News24 Wire
Wire Service
3 minute read
6 Aug 2019
4:44 pm

Residents taking Ekurhuleni Municipality to Concourt over failed housing promises

News24 Wire

The issue stems from 133 houses meant for the residents of the Winnie Mandela informal settlement which were misallocated, and residents still live in shacks.

DA Gauteng Shadow MEC for Human Settlements and Cooperative Governance and Traditional Affairs, Kate Lorimer (L) and Ekhuruleni Shadow MMC for Human Settlements, Councillor Philip Thamahane conducting an oversight inspection at the unfinished RDP houses in the Winnie Mandela informal settlement, 11 July 2019. RDP houses were left without roofing, plastering and windows. Picture: Nigel Sibanda

More than a hundred Winnie Mandela informal settlement residents, who are still without housing and caught up in a debacle with the Ekurhuleni Municipality, are seeking constitutional damages, according to a statement from the Socio-Economic Rights Institute (Seri).

Delays in building the RDP houses for residents have plagued the municipality, with residents seeing this as an unwillingness to meet court deadlines.

The issue stems from 133 houses meant for the residents of the Winnie Mandela informal settlement, whose subsidies were used to build them.

The houses, however, were fraudulently misallocated, according to the Seri statement.

“Instead of being given the houses built with their subsidies, the houses became occupied by other, unknown, people who were not entitled to the subsidies used to build them,” Nomzamo Zondo, director of litigation at Seri and legal representative of the residents, said.

In 2017, the Gauteng High Court in Pretoria found that the Ekurhuleni municipality had breached the residents’ rights to housing, and ordered it to provide them with houses by December 31, 2018, to replace those that had been misallocated.

The municipality appealed the deadline in the Supreme Court in 2018, which extended it to June 30, 2019.

According to Seri, the municipality has now asked for an extension of a year.

Seri has accused the municpality of using “delaying tactics”.

“The municipality seeks, in effect, to extend the period during which it will remain in breach of its obligations to the residents,” Zondo said in the statement.

“On behalf of the residents, SERI now argues that the High Court has no power to vary orders to correct breaches of constitutional rights after those orders have come into effect. SERI also seeks constitutional damages of R5 000 per resident for every month from 30 June 2019 that the court order to provide the residents with houses remains unfulfilled.”

Zondo added that the municipality’s actions meant that it had not accepted its responsibility towards the residents.

“The residents have been deprived, by the municipality’s unlawful conduct, of land and houses for far too long.
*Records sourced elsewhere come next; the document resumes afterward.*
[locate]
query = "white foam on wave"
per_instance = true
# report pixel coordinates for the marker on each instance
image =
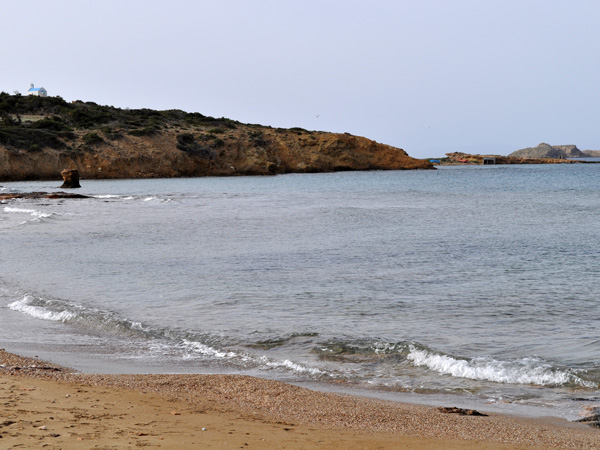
(290, 365)
(106, 196)
(203, 349)
(38, 216)
(39, 312)
(525, 371)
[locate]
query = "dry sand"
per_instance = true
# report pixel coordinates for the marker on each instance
(45, 406)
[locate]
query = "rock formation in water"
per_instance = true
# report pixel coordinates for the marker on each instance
(544, 150)
(70, 178)
(39, 137)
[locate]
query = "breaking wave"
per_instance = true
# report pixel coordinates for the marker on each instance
(522, 371)
(167, 341)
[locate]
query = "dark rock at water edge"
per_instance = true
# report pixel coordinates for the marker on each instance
(71, 178)
(52, 195)
(462, 412)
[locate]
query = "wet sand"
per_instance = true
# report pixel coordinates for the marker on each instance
(51, 407)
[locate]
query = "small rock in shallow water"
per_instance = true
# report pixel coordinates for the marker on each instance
(462, 412)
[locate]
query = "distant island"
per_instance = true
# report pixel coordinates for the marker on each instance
(41, 136)
(544, 150)
(541, 154)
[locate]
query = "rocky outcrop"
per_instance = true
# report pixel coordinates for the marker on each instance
(591, 153)
(544, 150)
(465, 158)
(70, 179)
(52, 195)
(39, 138)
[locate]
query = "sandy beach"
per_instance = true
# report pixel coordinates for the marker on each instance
(47, 406)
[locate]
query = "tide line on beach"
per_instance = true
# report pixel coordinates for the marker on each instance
(45, 403)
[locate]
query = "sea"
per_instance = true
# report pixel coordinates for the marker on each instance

The municipality has a constitutional obligation to remedy this situation, and to compensate my clients until it does,” Zondo said.

“The Winnie Mandela informal settlement residents still live in shacks, with no basic services,” she added.

City spokesperson Themba Gadebe told News24 that the municipality had started implementing the project, but had been delayed by design and administrative issues.

“The critical delays on the project were caused by the statutory processes that needed to be followed in order to obtain the necessary approvals from both external and internal departments.

“The delays were encountered with several statutory processes as mentioned previously, namely the environmental authorizations and processes that form part of the township layout approval that require obtaining comments / approval from over 30 internal and external departments,” he said.

The timeline for the approvals was out of the department’s hands, said Gadebe.

“At all times, SERI was made aware of the Tembisa Housing Development and its challenges, and the fact that the deadline of June 2019, will not be met due to reasons provided above.

“The City has endeavoured by all means to make sure that the 133 is prioritised for allocation, all of the 133 applicants have been processed to the Gauteng Department of Human Settlements for Housing Subsidy Administration and for allocation on the project.

“The City will dispute the fact that it’s liable for constitutional damages as it believes it’s fulfilling its constitutional duty in terms of Section 26 of the Constitution to provide adequate housing to 133 intended beneficiaries, within its available resources,” Gadebe said.

Gadebe would not comment on Seri’s allegation that the misallocation of the houses was due to fraud, only saying: “The 133 is part of two families in one stand in the area of Winnie Mandela. The municipality is resolving this by moving one family to Tembisa Extension 25.”